Luego apareció la venta de mascarillas, que resultaron de diversos tipos: de dos capas, de tres, de cobre, quirúrgicas, de mayor o menos tamaño, ideales para poder salir al centro sin temor a los acreedores o a la suegra, pero finalmente prácticamente todos terminamos con la que se universalizó, con precio de una luca por 50 unidades, vendidas en la calle.
Para dolor de los vendedores, muchos de los cuales van a quedar acachados por largo tiempo, ya se anunció que a partir del 1 de octubre se pone fin a unas cuantas restricciones sanitarias relacionadas tanto con el uso de la mascarilla y la exigencia del pase de movilidad o permiso de circulación, como dice un amigo mío.

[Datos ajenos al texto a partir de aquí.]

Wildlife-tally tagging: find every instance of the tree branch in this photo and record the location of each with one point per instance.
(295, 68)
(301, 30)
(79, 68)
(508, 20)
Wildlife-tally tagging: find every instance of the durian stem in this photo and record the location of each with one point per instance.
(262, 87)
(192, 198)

Ya se sabe que desde la fecha indicada (no antes, vivarachos), se podrá circular por prácticamente todas partes, pero ¡ojo!, no todas. De partida, hay que tener claro que no se puede llagar a cara limpia hospitales, clínicas y otros centros sanitarios.
Tampoco podrán lucirse como si nada los que todavía sigan contagiados y se recomienda a las personas permeables a éste y otros males que continúen enmascaradas en los espacios públicos que representen riesgos.

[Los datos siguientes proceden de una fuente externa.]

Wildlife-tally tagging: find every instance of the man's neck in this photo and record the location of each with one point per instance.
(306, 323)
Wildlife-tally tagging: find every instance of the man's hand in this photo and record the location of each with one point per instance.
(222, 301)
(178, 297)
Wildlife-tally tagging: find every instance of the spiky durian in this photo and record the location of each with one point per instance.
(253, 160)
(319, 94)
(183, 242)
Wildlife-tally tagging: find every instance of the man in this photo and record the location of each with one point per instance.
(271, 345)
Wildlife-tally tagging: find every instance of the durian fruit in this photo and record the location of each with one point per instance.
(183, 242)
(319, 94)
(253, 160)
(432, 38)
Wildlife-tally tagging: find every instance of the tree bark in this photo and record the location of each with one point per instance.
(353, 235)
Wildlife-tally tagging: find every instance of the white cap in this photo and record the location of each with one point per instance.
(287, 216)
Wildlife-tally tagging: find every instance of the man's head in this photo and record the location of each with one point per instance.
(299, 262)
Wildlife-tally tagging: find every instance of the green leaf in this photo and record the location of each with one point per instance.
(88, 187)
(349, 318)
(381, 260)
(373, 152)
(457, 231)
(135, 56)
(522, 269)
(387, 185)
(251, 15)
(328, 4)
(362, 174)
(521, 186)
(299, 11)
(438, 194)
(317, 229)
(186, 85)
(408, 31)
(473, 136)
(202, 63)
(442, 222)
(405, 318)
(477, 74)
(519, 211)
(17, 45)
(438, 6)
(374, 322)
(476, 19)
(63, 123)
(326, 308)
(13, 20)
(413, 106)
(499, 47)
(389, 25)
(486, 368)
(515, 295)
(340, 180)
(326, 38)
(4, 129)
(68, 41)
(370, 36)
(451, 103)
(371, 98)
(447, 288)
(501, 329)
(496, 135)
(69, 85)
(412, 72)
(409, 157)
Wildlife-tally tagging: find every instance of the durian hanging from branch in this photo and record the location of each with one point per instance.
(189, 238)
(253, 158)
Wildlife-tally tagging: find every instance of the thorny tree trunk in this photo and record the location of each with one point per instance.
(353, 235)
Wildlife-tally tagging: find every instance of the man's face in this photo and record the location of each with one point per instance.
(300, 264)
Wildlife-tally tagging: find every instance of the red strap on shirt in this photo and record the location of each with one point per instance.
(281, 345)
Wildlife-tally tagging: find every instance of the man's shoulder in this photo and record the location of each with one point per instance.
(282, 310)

Es importante tener claro que el bicho no ha sido borrado de la faz de la Tierra y más de alguna desagradable sorpresa, como una nueva variante, nos puede dejar caer cuando estemos de lo más confiados.
De la misma forma, es necesario que quienes no han completado el esquema de vacunación dejen de hacerse los gringos o los Novak Djokovic, porque no todos tienen la fortaleza natural de un súper deportista. En la medida que se logre que los últimos porfiados pongan el bracito frente a la jeringa, más fácil va a ser salir adelante.
Antes de comenzar a despedirnos de la mascarilla, hay que reconocerle que salvó el pellejo a millones en todo el mundo. Nunca lo vamos a saber, pero es seguro que en más de una ocasión cada uno de nosotros tuvo al bicho mirándolo a los ojos, pero no pudo pasar gracias al trapito con tirantes. Por eso hay que amarla.
En sentido opuesto, hubo muchas oportunidades en que lo único que quisimos fue tirarla a la basura, porque nos sentimos ahogados, acalorados o porque no pudimos dar un beso bien dado. Ahí fue cuando la odiamos.
La mascarilla va a ser el ícono, símbolo o emblema de una época durísima, que nos va a recordar a los familiares, amigos o conocidos que no pudieron contar con ella en el momento adecuado para espantar a la muerte.
Por todos ellos es que tenemos que seguir cuidándonos, por mucho que el 1 de octubre nos entregue nuevas libertades. También exige modernas responsabilidades.